Başkan Recep Tayyip Erdoğan'ın milletle kurduğu derin bağı ve samimiyeti örnek aldıklarını belirten Vali Kübra Güran Yiğitbaşı, şöyle devam etti: "Yönetişim dediğimiz model de aslında böyle tanımlanıyor. İçinde şeffaflık, hesap verilebilirlik, eleştiriye, gelişime ve değişime açık olma gibi parametreleri barındırır. İster özel sektörde isterse devlette, resmi alanda her yöneticinin dikkat etmesi gereken mevzular bunlar. Bir vatandaşı azarlamak, ciddiye almamak, yanlış bilgilendirme, yönlendirme yapmak ya da onu cevapsız bırakmak dönüp dolaşıp yine yöneticinin kendisini bulan bir problem yumağını doğurur. Benim eşim de ortopedi doktoru. Bazı hastalar vardır tedaviye dirençlidir, hastalığı zordur elinizden bir şey de gelmeyebilir, bir vatandaşın da problemini çözemeyebilirsiniz, bu çeşitli boyutlarda sizi aşabilir ama olabildiğince samimiyetle dinlemeli ve yine samimiyetle çözüm yollarını zorladığınızı, olmuyorsa da bunun neden olamadığını yine açıklık ve samimiyetle anlatmalısınız. Emin olunuz bazen hastalar da insanların problemini çözemediğinizde samimiyetle yaklaştığından ötürü çözmüşsünüz gibi size minnettar oluyor. Bu açıdan halk günlerinde, ilçe ve köy toplantılarında gördüğümüz örnekler çok fazla. Benim de büyüklerimden gördüğüm öğrendiğim budur. Sayın Cumhurbaşkanımızdan da gördüğümüz ve örnek aldığımız yaklaşım budur. Dünyada görülmemiş biçimde kesintisiz olarak neredeyse çeyrek asırdır üst üste bir lider olarak seçilme başarısının kaynağı da kendilerinin çok çalışması olduğu kadar, milletiyle kurduğu derin bağı ve samimiyetidir diye düşünüyorum."

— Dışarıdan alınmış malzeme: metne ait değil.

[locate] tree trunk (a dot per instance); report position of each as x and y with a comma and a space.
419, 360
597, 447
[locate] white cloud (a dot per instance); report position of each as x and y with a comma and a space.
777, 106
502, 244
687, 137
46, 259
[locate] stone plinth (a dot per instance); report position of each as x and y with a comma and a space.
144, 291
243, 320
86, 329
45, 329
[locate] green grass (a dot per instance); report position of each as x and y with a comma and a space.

BİLGİ AKTARIMINDA DEZENFORMASYON VURGUSU
Yapılan çalışmaların vatandaşlara doğru anlatılması gerektiğine dikkat çeken Yiğitbaşı, "Doğru bilginin milletimize ulaşması ve dezenformasyonla mücadele çalışmaları içerisinde olmayı önemsiyoruz. Çünkü devletimizin milletimiz için yaptıklarını, kamu kurumlarımızın çalışmalarını yeterince ve en doğru biçimde vatandaşlarımıza anlatmak çok önemli. İnşallah bu çalışmalarımızda başarılı oluruz. Sayın Cumhurbaşkanımızın öncülüğünde, kendilerinin liderliğinde tüm kurumlarımızla milletimize hizmet etmeye devam edeceğiz" şeklinde konuştu.